NSX Manager "Cluster Degraded" alert with Manager service restarts.

book

Article ID: 422186

calendar_today

Updated On:

Products

VMware NSX

Issue/Introduction

  • Reports of services going down on the NSX Manager node are observed with entries similar to the below in /var/log/cbm/cbm.log:
    WARN EventReportProcessor-1-2 EventReportSyslogSender 75405 MONITORING [nsx@6876 comp="nsx-manager" entId="########-####-####-####-############" eventFeatureName="clustering" eventSev="warning" eventState="On" eventType="cluster_degraded" level="WARNING" subcomp="cbm"] Group member ########-####-####-####-############ of service MANAGER is down.

    WARN EventReportProcessor-1-1 EventReportSyslogSender 75405 MONITORING [nsx@6876 comp="nsx-manager" entId="########-####-####-####-############" eventFeatureName="clustering" eventSev="warning" eventState="On" eventType="cluster_degraded" level="WARNING" subcomp="cbm"] Group member ########-####-####-####-############ of service HTTP is down.
  • An NSX Manager Node reports "Member Down" in /var/log/proton/nsxapi.log:
    INFO NotificationThread CoordinationServiceImpl 77150 - [nsx@6876 comp="nsx-manager" level="INFO" subcomp="manager"] Member DOWN: ClusterNodeConfigModel/########-####-####-####-############, heartbeatCycleId: ########-####-####-####-############
  • Disconnects can be observed for Corfu in var/log/corfu/corfu.#.#.log:
    | WARN  |              DetectionWorker-0 |         o.c.i.m.f.EpochHandler | updateTrailingLayoutServers: layout fetch from ##.##.##.##:9040 failed: org.corfudb.runtime.exceptions.NetworkException: Disconnected (LAYOUT_REQUEST) [endpoint=##.##.##.##:9040]
  • Reviewing /var/log/stats/ping.stats in the NSX Manager support bundle will show no loss of ping
  • A period of high CPU load (which is a relative value to the vCPU count of the VM, not a percentage) with the NSX Manager queuing task with no storage latency apparent are observed in /var/log/vmware/top-cpu.log:
    <Day> <Month> <Date> <Time> UTC 2025
    top - <time> up 4 days,  6:55,  0 users, load average: 68.71, 25.84, 10.80
    Tasks: 367 total,  10 running, 357 sleeping,   0 stopped,   0 zombie
    %Cpu(s): 73.3 us, 14.1 sy,  0.0 ni,  9.5 id,  0.0 wa,  0.0 hi,  3.1 si,  0.0 st
    KiB Mem : 49295268 total,  3117108 free, 29650160 used, 16528000 buff/cache
    KiB Swap:        0 total,        0 free,        0 used. 19004784 avail Mem

Note: The preceding log excerpts are only examples. Date, time, and environmental variables may vary depending on your environment.

Cause

This behavior may be encountered due to resource contention on the ESXi host that the NSX Manager is deployed on. 

Resolution

This is a condition that may occur in a VMware NSX environment.

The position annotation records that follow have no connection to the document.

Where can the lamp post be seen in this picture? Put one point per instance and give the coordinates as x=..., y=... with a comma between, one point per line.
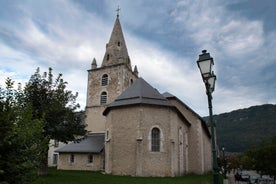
x=205, y=64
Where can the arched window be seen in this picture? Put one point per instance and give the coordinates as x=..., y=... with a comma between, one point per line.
x=103, y=98
x=104, y=79
x=155, y=140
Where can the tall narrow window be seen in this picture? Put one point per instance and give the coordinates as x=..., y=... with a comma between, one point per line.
x=104, y=79
x=55, y=159
x=72, y=158
x=90, y=158
x=155, y=140
x=103, y=98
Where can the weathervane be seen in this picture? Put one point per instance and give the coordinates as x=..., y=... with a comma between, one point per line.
x=118, y=11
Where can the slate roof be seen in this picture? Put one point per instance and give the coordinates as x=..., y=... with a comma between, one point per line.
x=203, y=122
x=140, y=92
x=93, y=143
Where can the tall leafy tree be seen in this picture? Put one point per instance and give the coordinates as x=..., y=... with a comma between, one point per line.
x=20, y=136
x=57, y=106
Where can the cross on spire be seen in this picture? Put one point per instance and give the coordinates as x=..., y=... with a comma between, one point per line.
x=118, y=11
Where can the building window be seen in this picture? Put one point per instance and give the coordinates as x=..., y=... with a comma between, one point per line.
x=72, y=158
x=104, y=79
x=90, y=158
x=55, y=158
x=103, y=98
x=155, y=140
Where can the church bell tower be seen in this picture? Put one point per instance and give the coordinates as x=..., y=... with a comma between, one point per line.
x=107, y=82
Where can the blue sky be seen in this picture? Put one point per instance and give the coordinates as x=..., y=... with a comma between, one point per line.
x=164, y=39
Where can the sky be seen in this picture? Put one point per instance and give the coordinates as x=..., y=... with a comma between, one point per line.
x=164, y=39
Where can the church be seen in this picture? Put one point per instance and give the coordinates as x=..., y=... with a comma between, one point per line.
x=134, y=129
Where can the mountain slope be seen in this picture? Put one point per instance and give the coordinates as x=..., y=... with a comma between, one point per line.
x=240, y=129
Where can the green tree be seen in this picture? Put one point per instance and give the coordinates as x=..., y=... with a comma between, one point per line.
x=51, y=100
x=20, y=136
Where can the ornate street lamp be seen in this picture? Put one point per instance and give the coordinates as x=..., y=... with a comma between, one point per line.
x=205, y=64
x=224, y=162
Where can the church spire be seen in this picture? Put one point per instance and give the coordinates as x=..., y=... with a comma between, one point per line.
x=116, y=50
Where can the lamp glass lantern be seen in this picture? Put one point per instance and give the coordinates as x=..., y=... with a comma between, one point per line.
x=205, y=63
x=211, y=82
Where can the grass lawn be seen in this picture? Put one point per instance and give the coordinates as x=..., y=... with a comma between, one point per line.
x=79, y=177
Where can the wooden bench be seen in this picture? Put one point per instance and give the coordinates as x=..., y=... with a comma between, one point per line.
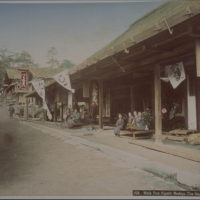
x=137, y=134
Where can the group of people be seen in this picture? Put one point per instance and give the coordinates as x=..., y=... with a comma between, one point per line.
x=134, y=121
x=72, y=116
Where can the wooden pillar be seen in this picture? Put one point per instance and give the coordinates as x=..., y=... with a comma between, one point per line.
x=55, y=111
x=26, y=109
x=158, y=117
x=70, y=100
x=45, y=115
x=61, y=111
x=132, y=88
x=198, y=57
x=153, y=104
x=198, y=102
x=100, y=105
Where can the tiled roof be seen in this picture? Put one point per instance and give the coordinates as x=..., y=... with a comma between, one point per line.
x=13, y=73
x=148, y=21
x=46, y=72
x=46, y=84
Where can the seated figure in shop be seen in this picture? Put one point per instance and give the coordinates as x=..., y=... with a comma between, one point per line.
x=68, y=114
x=119, y=125
x=74, y=118
x=131, y=125
x=140, y=121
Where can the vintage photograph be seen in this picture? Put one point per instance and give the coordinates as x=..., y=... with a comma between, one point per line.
x=100, y=99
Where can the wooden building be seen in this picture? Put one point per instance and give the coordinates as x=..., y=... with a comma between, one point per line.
x=129, y=69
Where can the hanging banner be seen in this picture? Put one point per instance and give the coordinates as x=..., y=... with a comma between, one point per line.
x=86, y=92
x=175, y=74
x=40, y=89
x=63, y=79
x=23, y=80
x=108, y=103
x=94, y=93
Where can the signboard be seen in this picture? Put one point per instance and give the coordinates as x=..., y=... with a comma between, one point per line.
x=23, y=80
x=86, y=92
x=63, y=79
x=108, y=103
x=94, y=93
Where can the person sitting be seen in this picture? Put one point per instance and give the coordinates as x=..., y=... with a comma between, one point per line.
x=77, y=116
x=74, y=118
x=119, y=125
x=131, y=125
x=68, y=115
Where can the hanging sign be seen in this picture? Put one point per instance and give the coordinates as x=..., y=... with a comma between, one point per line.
x=63, y=79
x=23, y=80
x=108, y=103
x=40, y=89
x=94, y=93
x=175, y=74
x=86, y=92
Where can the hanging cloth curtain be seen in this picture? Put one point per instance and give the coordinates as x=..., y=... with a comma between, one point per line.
x=175, y=74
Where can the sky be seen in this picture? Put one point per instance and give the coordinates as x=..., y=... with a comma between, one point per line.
x=76, y=30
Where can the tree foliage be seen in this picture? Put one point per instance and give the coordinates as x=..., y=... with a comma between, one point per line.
x=53, y=62
x=66, y=64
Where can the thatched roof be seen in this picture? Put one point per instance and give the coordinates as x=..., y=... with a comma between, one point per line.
x=46, y=72
x=165, y=11
x=13, y=73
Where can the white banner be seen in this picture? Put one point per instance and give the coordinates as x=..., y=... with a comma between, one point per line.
x=175, y=74
x=40, y=89
x=63, y=79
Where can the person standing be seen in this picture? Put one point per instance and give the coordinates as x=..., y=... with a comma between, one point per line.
x=11, y=111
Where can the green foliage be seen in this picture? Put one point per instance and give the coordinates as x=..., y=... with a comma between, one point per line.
x=51, y=54
x=24, y=58
x=66, y=64
x=21, y=112
x=37, y=113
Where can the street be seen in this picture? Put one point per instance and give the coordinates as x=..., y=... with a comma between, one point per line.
x=35, y=163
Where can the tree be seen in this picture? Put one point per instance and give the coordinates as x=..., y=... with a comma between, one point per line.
x=6, y=60
x=66, y=64
x=24, y=58
x=52, y=60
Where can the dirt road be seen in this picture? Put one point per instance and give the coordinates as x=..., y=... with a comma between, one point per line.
x=36, y=164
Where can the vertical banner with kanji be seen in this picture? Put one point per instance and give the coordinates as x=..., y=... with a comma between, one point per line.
x=108, y=103
x=39, y=87
x=23, y=80
x=94, y=93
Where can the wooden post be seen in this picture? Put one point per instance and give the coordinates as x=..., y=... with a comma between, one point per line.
x=198, y=102
x=45, y=115
x=62, y=112
x=55, y=112
x=70, y=100
x=153, y=104
x=26, y=109
x=158, y=117
x=100, y=105
x=132, y=88
x=198, y=57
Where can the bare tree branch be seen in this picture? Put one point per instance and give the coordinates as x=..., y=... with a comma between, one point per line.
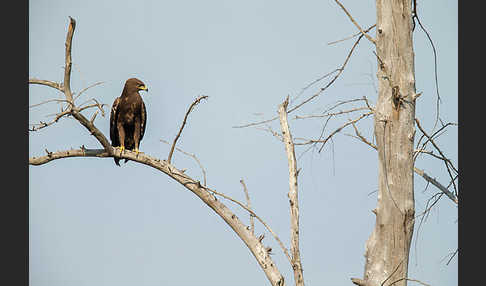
x=49, y=83
x=204, y=193
x=68, y=61
x=248, y=204
x=183, y=124
x=293, y=194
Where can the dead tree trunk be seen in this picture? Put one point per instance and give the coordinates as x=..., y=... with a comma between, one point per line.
x=387, y=249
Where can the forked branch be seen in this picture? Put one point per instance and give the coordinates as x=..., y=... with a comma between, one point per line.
x=293, y=194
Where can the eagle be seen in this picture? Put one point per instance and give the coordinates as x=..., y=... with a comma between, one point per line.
x=128, y=118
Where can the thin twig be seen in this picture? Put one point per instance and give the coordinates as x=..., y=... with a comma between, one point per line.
x=437, y=184
x=447, y=161
x=284, y=249
x=348, y=38
x=86, y=88
x=321, y=90
x=49, y=83
x=356, y=24
x=192, y=156
x=248, y=204
x=183, y=124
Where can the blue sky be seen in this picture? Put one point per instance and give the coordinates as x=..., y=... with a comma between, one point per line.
x=93, y=223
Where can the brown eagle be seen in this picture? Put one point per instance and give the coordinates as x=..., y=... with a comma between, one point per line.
x=128, y=118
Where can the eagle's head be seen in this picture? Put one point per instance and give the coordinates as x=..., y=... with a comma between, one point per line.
x=134, y=85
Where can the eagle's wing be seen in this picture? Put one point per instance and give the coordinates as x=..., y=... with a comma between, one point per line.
x=143, y=120
x=113, y=118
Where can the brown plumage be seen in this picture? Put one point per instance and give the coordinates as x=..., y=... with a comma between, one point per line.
x=128, y=118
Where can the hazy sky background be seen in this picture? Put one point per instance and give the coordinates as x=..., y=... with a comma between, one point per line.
x=93, y=223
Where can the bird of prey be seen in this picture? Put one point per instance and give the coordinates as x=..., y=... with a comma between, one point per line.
x=128, y=118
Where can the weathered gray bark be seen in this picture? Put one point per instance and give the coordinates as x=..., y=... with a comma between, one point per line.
x=293, y=194
x=387, y=249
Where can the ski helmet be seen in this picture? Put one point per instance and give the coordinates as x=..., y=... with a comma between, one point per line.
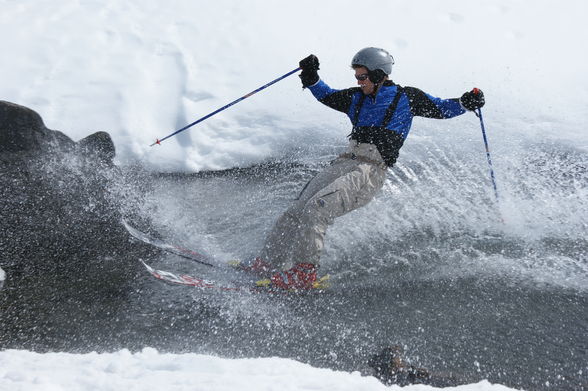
x=374, y=58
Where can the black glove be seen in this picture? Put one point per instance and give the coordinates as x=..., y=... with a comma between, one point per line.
x=309, y=74
x=473, y=100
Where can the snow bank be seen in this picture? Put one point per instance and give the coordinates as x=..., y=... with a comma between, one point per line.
x=150, y=370
x=140, y=69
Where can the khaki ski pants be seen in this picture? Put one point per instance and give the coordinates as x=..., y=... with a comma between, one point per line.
x=350, y=182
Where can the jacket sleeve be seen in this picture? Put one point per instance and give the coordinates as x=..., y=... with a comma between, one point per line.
x=424, y=105
x=339, y=100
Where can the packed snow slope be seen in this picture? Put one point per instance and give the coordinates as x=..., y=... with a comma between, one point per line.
x=142, y=69
x=150, y=370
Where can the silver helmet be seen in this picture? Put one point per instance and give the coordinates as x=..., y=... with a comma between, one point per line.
x=374, y=58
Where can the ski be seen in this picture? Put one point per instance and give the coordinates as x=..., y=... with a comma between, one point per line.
x=224, y=276
x=196, y=282
x=171, y=248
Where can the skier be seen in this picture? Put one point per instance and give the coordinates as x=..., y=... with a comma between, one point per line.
x=381, y=114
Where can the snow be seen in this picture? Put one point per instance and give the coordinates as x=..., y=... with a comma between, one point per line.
x=142, y=69
x=151, y=370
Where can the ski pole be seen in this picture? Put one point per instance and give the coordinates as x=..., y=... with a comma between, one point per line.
x=158, y=141
x=479, y=115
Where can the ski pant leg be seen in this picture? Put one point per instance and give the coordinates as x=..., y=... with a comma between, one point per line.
x=298, y=235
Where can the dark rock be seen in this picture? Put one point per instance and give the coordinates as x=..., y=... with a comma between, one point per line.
x=62, y=244
x=100, y=145
x=22, y=129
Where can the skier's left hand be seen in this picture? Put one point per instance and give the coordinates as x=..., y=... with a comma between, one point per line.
x=473, y=100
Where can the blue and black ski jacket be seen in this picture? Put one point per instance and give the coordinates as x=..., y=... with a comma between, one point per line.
x=385, y=120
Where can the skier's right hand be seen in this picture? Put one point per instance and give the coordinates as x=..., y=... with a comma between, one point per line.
x=473, y=100
x=309, y=63
x=309, y=75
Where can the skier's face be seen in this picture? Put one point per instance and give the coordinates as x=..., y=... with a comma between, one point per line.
x=367, y=87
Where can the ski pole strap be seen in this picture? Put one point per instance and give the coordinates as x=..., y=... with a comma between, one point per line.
x=159, y=141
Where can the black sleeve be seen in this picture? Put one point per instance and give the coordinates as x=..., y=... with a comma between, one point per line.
x=340, y=100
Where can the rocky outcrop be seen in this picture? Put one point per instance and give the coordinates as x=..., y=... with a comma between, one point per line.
x=61, y=241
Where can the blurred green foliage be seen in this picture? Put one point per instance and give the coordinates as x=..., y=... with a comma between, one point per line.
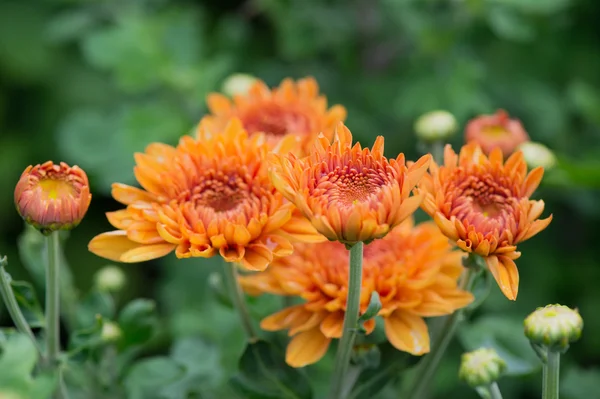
x=93, y=81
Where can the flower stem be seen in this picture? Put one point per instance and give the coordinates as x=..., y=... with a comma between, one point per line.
x=551, y=375
x=237, y=296
x=430, y=362
x=8, y=296
x=346, y=343
x=53, y=298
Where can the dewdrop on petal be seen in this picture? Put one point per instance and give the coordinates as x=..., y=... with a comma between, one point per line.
x=481, y=367
x=537, y=154
x=436, y=126
x=238, y=84
x=554, y=326
x=110, y=278
x=53, y=197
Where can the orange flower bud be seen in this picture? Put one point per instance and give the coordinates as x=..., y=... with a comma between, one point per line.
x=53, y=197
x=498, y=130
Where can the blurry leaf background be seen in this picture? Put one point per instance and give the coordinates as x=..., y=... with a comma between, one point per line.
x=90, y=82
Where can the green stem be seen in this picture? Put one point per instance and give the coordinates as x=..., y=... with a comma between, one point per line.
x=8, y=296
x=430, y=362
x=53, y=298
x=551, y=376
x=239, y=302
x=495, y=391
x=346, y=343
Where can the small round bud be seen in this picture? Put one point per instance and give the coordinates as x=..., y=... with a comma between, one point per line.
x=497, y=130
x=110, y=278
x=238, y=83
x=435, y=126
x=111, y=331
x=554, y=326
x=537, y=154
x=481, y=367
x=53, y=197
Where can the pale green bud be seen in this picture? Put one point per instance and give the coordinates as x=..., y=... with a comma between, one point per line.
x=481, y=367
x=238, y=83
x=436, y=126
x=110, y=278
x=537, y=154
x=554, y=326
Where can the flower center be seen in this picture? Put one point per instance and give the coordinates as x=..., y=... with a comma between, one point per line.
x=275, y=120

As outlined in the VMware NSX Cluster Requirements

  • Place your NSX appliances on different hosts (from anti-affinity rules in VMware vCenter) to avoid a single host failure impacting multiple managers.
  • It is recommended that you place NSX appliances in different management subnets or a shared management subnet. When using vSphere HA it is recommended to use a shared management subnet so NSX appliances that are recovered by vSphere can preserve their IP address.
  • It is recommended that you place NSX appliances on shared storage also.